Fourth, communist countries did not pursue the capital penetration of other countries. Lacking a profit motive as their motor force and therefore having no need to constantly find new investment opportunities, they did not expropriate the lands, labor, markets, and natural resources of weaker nations, that is, they did not practice economic imperialism. The Soviet Union conducted trade and aid relations on terms that generally were favorable to the Eastern European nations and Mongolia, Cuba, and India.

All of the above were organizing principles for every communist system to one degree or another. None of the above apply to free market countries like Honduras, Guatemala, Thailand, South Korea, Chile, Indonesia, Zaire, Germany, or the United States.

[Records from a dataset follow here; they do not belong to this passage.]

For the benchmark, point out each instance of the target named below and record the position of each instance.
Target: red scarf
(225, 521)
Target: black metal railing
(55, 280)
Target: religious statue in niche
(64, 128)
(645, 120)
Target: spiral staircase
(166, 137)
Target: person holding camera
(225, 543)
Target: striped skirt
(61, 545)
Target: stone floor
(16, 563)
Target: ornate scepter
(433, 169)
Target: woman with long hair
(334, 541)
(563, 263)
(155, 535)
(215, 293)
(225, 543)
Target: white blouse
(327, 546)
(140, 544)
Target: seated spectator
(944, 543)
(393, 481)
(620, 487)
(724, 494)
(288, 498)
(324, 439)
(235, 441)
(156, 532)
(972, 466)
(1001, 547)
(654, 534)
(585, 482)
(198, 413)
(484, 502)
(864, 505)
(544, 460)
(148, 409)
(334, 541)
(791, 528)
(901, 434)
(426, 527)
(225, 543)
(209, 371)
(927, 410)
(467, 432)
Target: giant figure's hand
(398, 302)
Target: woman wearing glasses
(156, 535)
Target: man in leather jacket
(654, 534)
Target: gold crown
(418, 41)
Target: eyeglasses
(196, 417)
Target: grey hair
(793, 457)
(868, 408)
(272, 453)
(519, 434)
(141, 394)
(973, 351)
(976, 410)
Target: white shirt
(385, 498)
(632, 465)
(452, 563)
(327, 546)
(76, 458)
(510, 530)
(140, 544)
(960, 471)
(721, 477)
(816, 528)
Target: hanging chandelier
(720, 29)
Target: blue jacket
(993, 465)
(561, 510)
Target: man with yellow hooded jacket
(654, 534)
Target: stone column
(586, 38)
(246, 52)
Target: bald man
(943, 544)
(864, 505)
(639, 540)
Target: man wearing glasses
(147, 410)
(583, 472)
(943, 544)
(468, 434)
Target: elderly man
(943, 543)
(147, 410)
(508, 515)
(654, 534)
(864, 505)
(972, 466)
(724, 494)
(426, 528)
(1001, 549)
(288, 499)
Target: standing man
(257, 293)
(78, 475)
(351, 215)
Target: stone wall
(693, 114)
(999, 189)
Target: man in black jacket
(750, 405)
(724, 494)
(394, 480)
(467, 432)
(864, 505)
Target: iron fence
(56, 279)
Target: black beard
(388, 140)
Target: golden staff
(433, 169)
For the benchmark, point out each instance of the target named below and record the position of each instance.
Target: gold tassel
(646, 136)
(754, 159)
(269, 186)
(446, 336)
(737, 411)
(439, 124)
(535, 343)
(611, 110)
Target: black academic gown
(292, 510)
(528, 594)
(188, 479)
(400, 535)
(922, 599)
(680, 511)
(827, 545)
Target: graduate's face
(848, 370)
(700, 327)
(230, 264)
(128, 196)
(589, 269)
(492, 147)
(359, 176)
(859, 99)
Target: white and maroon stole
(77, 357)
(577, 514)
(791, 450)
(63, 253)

But a real socialism, it is argued, would be controlled by the workers themselves through direct participation instead of being run by Leninists, Stalinists, Castroites, or other ill-willed, power-hungry, bureaucratic, cabals of evil men who betray revolutions. Unfortunately, this “pure socialism” view is ahistorical and nonfalsifiable; it cannot be tested against the actualities of history. It compares an ideal against an imperfect reality, and the reality comes off a poor second. It imagines what socialism would be like in a world far better than this one, where no strong state structure or security force is required, where none of the value produced by workers needs to be expropriated to rebuild society and defend it from invasion and internal sabotage.

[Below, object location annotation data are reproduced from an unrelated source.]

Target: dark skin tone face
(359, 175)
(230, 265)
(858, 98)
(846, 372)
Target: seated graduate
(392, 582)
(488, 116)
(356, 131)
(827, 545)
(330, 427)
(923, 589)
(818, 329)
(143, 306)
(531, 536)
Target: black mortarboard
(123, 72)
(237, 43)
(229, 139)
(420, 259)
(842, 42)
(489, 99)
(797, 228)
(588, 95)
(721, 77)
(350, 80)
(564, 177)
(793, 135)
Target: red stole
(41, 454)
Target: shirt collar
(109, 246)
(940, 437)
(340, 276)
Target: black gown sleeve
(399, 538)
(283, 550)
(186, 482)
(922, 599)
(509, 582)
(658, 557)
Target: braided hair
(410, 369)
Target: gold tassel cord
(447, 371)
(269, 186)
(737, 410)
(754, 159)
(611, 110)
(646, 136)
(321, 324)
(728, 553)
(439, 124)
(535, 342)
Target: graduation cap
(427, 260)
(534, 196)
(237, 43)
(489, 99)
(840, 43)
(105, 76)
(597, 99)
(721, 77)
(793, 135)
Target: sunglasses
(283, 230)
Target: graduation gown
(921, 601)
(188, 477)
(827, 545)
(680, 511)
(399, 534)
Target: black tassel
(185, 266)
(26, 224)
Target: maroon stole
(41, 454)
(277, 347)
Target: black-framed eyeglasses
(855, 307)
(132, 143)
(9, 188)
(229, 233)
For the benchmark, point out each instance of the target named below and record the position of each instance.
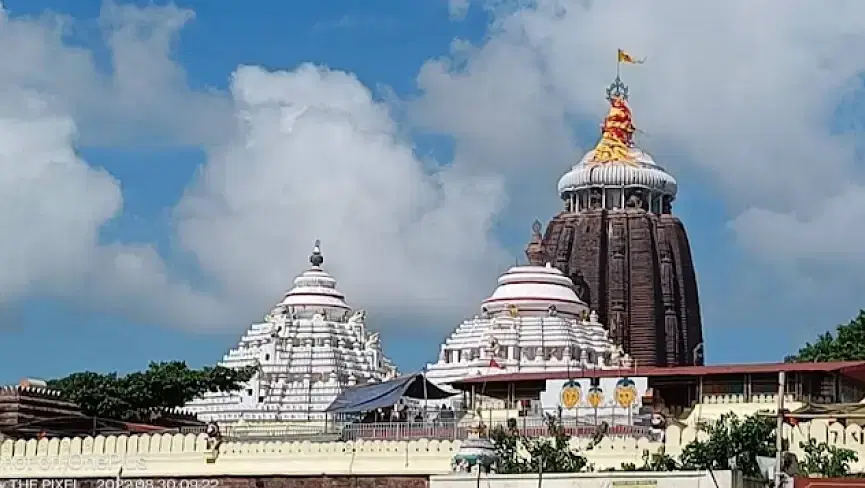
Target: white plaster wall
(680, 479)
(188, 455)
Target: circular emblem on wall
(626, 392)
(595, 396)
(571, 394)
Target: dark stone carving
(581, 288)
(636, 200)
(635, 268)
(595, 199)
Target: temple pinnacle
(316, 259)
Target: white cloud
(315, 157)
(53, 205)
(138, 93)
(458, 8)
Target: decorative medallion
(626, 392)
(595, 396)
(571, 394)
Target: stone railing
(769, 399)
(178, 455)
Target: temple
(533, 322)
(625, 251)
(308, 349)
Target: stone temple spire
(617, 236)
(316, 258)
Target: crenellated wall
(187, 456)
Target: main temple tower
(625, 251)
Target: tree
(134, 396)
(826, 460)
(848, 344)
(732, 439)
(553, 455)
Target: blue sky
(457, 96)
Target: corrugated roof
(853, 369)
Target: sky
(166, 167)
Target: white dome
(532, 290)
(315, 287)
(647, 174)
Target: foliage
(552, 455)
(132, 397)
(848, 344)
(732, 439)
(829, 461)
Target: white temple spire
(312, 345)
(532, 322)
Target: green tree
(847, 344)
(550, 455)
(829, 461)
(162, 385)
(732, 439)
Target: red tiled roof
(853, 369)
(143, 428)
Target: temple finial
(316, 259)
(617, 90)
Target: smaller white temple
(307, 350)
(532, 322)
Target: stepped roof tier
(308, 349)
(533, 322)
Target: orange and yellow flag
(627, 58)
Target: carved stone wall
(639, 274)
(260, 482)
(303, 464)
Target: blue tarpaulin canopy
(379, 395)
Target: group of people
(404, 413)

The pure socialists’ ideological anticipations remain untainted by existing practice. They do not explain how the manifold functions of a revolutionary society would be organized, how external attack and internal sabotage would be thwarted, how bureaucracy would be avoided, scarce resources allocated, policy differences settled, priorities set, and production and distribution conducted. Instead, they offer vague statements about how the workers themselves will directly own and control the means of production and will arrive at their own solutions through creative struggle. No surprise then that the pure socialists support every revolution except the ones that succeed.

The pure socialists had a vision of a new society that would create and be created by new people, a society so transformed in its fundamentals as to leave little room for wrongful acts, corruption, and criminal abuses of state power. There would be no bureaucracy or self-interested coteries, no ruthless conflicts or hurtful decisions. When the reality proves different and more difficult, some on the Left proceed to condemn the real thing and announce that they “feel betrayed” by this or that revolution.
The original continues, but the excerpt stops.